I just saw the latest Peter Popoff Miracle Spring Water commercial. He finally found a way around the FDA. and FTC. He says the Miracle Spring Water will help you with Miracle Health and Miracle Power.

ETA
I just went to his website

[insert angry invective here]
Offer to buy every last blessed bottle, packet and item he has. Say they can be shipped receiver-pays. Give him the address but not the name of a local refuse/recycling centre. If anything does get sent, the receivers certainly won't pay and it won't be taken back by the shippers. So it will get dumped at his expense.
 
Today I got a piece of mail addresses to the new person from Peter Popoff and my curiosity overcame my sense of right and wrong. Upon reading the mail I realized that the devil made me do it. And I'm fairly certain Peter Popoff is the devil.

I'm predicting you're going straight to the Polunsky Unit unless you send me $200.

:boxedin:
 
Offer to buy every last blessed bottle, packet and item he has. Say they can be shipped receiver-pays. Give him the address but not the name of a local refuse/recycling centre. If anything does get sent, the receivers certainly won't pay and it won't be taken back by the shippers. So it will get dumped at his expense.
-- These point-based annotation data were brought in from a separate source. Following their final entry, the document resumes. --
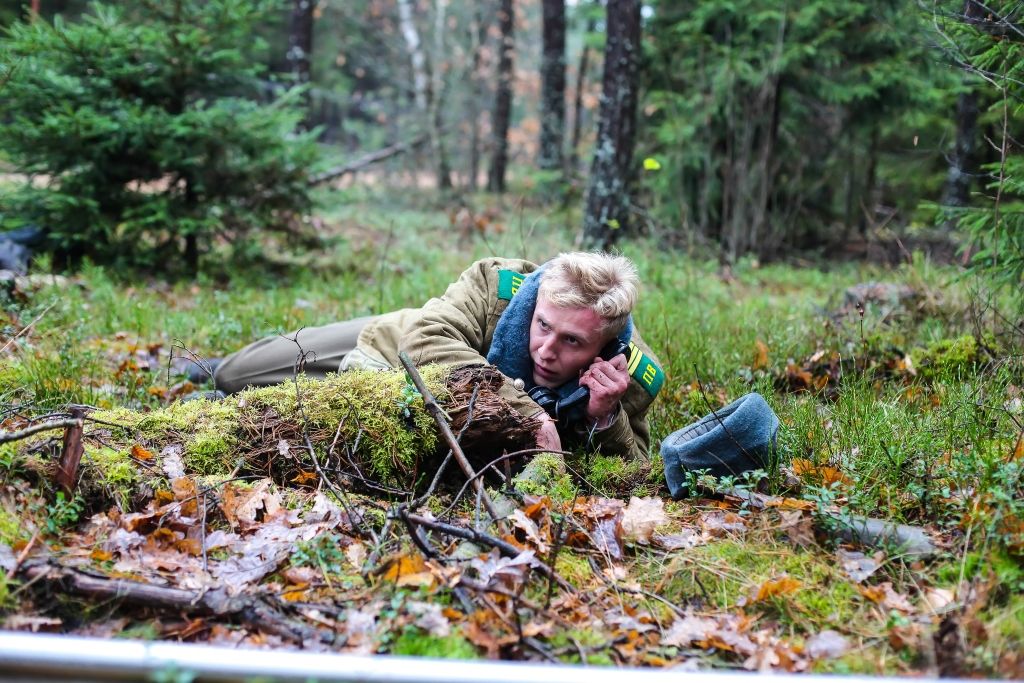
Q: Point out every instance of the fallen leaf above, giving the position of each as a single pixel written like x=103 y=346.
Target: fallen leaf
x=719 y=523
x=641 y=517
x=532 y=535
x=409 y=570
x=826 y=645
x=356 y=555
x=799 y=527
x=138 y=453
x=688 y=630
x=791 y=504
x=683 y=540
x=938 y=599
x=856 y=565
I suspect someone who has spent his whole life peddling BS is not going to fall for something like that. And even if he did, he is selling tiny packets of water. If his entire inventory were stolen, then in a couple of days he would be back up to full steam. Furthermore, I suspect that even if you did get him to send out his entire inventory, he would go on TV, claim that the fruits of his labor were stolen, and then, Because of his followers' sympathy, his average daily take would increase for a period of time.
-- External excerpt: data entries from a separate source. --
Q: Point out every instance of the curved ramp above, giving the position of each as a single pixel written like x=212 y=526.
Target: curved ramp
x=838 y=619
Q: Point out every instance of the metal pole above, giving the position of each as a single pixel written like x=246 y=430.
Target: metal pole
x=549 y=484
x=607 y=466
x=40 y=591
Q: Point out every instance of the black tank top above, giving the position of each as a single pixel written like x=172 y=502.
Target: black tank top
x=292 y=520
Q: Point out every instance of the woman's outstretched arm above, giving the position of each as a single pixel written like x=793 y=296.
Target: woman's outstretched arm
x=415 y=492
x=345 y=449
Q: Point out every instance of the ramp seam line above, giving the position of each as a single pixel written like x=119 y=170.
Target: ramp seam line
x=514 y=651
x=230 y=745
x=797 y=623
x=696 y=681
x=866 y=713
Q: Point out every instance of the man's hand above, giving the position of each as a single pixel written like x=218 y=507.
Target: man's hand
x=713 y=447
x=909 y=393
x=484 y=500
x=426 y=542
Plus it is hard to overestimate his followers' willingness to believe. You could provide a video recording of Popoff admitting that it is all a racket, and there would still be people willing to send him money. Once you get someone to believe in miracles, it is very, very hard to get them to not believe in miracles.
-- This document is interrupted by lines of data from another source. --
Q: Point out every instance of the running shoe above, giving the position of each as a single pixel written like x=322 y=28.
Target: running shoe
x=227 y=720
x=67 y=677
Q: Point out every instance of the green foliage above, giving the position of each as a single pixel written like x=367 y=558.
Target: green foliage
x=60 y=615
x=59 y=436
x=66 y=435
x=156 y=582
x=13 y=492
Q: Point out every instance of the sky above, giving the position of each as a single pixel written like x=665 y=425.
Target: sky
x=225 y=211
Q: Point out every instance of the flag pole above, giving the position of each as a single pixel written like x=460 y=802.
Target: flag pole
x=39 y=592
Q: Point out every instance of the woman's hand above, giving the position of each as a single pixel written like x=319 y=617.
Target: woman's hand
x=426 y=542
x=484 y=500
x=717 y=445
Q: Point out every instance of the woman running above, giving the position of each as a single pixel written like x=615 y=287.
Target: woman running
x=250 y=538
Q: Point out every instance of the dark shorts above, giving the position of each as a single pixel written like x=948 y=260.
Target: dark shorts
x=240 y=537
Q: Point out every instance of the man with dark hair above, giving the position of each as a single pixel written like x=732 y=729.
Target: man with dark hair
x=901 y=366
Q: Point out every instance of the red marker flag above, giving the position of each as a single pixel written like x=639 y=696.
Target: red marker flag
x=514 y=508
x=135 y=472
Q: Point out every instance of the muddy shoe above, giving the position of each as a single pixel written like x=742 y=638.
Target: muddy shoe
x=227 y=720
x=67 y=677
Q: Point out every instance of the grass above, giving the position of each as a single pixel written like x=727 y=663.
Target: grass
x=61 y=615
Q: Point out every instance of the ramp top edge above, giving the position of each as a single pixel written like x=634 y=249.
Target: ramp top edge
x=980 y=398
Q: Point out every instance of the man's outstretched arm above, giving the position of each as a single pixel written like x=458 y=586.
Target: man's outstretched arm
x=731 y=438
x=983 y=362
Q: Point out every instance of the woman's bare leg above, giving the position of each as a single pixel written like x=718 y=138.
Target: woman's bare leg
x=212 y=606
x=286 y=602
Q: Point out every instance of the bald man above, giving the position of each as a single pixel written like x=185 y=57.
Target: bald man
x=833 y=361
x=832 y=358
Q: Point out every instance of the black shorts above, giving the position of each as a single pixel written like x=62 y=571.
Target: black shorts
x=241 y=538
From my perspective, the only people lower than the Popoffs of the world are those that pretend to talk to dead people in order to fleece grieving parents and spouses.
 
Once you get someone to believe in miracles, it is very, very hard to get them to not believe in miracles.

This is so true. I have a delusional family member and it is so hard to talk to other people about their delusions. "But can't you just show them?" No, there is nothing you can do to un-delude someone who has wrapped their very being about their delusion.